Development¶
Setup quickstart¶
Install required software: Docker, docker-compose (1.10+), make, and git.
Linux:
Use your package manager.
OSX:
Install Docker for Mac which will install Docker and docker-compose.
Use homebrew to install make and git:
$ brew install make git
Other:
Install Docker.
Install docker-compose. You need something higher than 1.10, but less than 2.0.0.
Install make.
Install git.
Clone the repository so you have a copy on your host machine.
Instructions for cloning are on the Tecken page in GitHub.
(Optional for Linux users) Set UID and GID for Docker container user.
If you’re on Linux or you want to set the UID/GID of the app user that runs in the Docker containers, run:
$ make .env
Then edit the file and set the
APP_UID
andAPP_GID
variables.
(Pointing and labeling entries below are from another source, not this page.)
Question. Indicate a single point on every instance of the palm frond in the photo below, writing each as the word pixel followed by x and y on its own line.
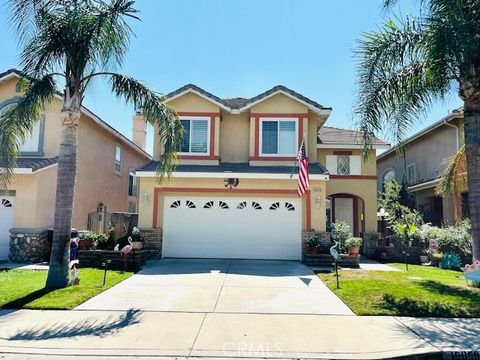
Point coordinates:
pixel 397 80
pixel 453 181
pixel 18 121
pixel 163 118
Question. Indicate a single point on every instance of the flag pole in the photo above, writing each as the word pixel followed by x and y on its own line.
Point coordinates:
pixel 296 158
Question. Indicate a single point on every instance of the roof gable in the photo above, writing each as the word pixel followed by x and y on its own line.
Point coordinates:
pixel 238 105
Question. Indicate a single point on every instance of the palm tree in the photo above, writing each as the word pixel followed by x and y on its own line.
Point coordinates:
pixel 69 43
pixel 409 63
pixel 454 181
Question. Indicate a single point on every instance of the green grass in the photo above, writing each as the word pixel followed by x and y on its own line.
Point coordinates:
pixel 24 289
pixel 422 291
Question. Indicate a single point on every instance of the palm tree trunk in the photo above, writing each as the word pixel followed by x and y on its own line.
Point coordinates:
pixel 472 150
pixel 66 175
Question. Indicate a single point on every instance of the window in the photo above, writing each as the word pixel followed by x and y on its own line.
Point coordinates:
pixel 279 137
pixel 132 184
pixel 196 136
pixel 389 176
pixel 33 142
pixel 343 165
pixel 411 174
pixel 118 159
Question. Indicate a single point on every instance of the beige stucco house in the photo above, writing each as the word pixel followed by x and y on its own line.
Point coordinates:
pixel 232 194
pixel 106 164
pixel 426 154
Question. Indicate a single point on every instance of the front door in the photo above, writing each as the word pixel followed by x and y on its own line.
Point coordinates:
pixel 344 212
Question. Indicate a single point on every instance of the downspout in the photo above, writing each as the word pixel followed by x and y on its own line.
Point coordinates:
pixel 457 142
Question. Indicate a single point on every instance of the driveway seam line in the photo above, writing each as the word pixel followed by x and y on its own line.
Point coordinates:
pixel 417 334
pixel 222 286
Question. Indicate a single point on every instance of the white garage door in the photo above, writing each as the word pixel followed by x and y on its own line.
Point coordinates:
pixel 7 214
pixel 235 228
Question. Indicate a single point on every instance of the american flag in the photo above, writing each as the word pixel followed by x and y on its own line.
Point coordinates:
pixel 303 182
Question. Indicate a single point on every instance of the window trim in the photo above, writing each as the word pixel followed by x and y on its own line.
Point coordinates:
pixel 277 119
pixel 41 132
pixel 131 172
pixel 409 166
pixel 209 136
pixel 117 146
These will get used when creating the app user in the base image.If you ever want different values, change them in
.env
and re-runmake build
.Build Docker images for Socorro services.
From the root of this repository, run:
$ make build
That will build the app Docker image required for development.
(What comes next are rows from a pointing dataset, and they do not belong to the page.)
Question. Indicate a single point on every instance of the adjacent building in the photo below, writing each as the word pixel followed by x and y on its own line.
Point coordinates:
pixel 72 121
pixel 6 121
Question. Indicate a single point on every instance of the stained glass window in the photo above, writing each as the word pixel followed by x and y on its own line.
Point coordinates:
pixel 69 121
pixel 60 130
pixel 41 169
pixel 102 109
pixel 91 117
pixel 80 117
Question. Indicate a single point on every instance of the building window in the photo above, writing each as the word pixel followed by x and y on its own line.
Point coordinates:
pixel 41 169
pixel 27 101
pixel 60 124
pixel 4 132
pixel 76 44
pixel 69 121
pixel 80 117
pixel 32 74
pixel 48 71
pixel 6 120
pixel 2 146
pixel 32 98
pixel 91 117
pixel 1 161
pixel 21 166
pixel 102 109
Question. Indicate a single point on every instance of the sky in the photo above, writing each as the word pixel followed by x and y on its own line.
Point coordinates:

Initialize Postgres and S3 (localstack).
Run:
$ make setup
This creates the Postgres database and sets up tables, integrity rules, and a bunch of other things.
For S3, this creates the required buckets.
Tecken consists of:
a Symbols Service webapp that covers uploading and downloading symbols
a Symbolication Service webapp (Eliot) that covers symbolication
To run these two services, do:
$ make run
The Symbols Service webapp is at: http://localhost:3000
The Symbolication Service webapp is at: http://localhost:8050
Bugs / Issues¶
All bugs are tracked in Bugzilla.
Write up a new bug:
https://bugzilla.mozilla.org/enter_bug.cgi?product=Tecken&component=General
If you want to do work for which there is no bug, it’s best to write up a bug first. Maybe the ensuing conversation can save you the time and trouble of making changes!
Code workflow¶
Bugs¶
Either write up a bug or find a bug to work on.
Assign the bug to yourself.
Work out any questions about the problem, the approach to fix it, and any additional details by posting comments in the bug.
Pull requests¶
Pull request summary should indicate the bug the pull request addresses. For example:
bug nnnnnnn: removed frob from tree class
Pull request descriptions should cover at least some of the following:
what is the issue the pull request is addressing?
why does this pull request fix the issue?
how should a reviewer review the pull request?
what did you do to test the changes?
any steps-to-reproduce for the reviewer to use to test the changes
After creating a pull request, attach the pull request to the relevant bugs.
We use the rob-bugson Firefox addon. If the pull request has “bug nnnnnnn: …” in the summary, then rob-bugson will see that and create a “Attach this PR to bug …” link.
Then ask someone to review the pull request. If you don’t know who to ask, look at other pull requests to see who’s currently reviewing things.
Code reviews¶
Pull requests should be reviewed before merging.
Style nits should be covered by linting as much as possible.
Code reviews should review the changes in the context of the rest of the system.
Landing code¶
Once the code has been reviewed and all tasks in CI pass, the pull request author should merge the code.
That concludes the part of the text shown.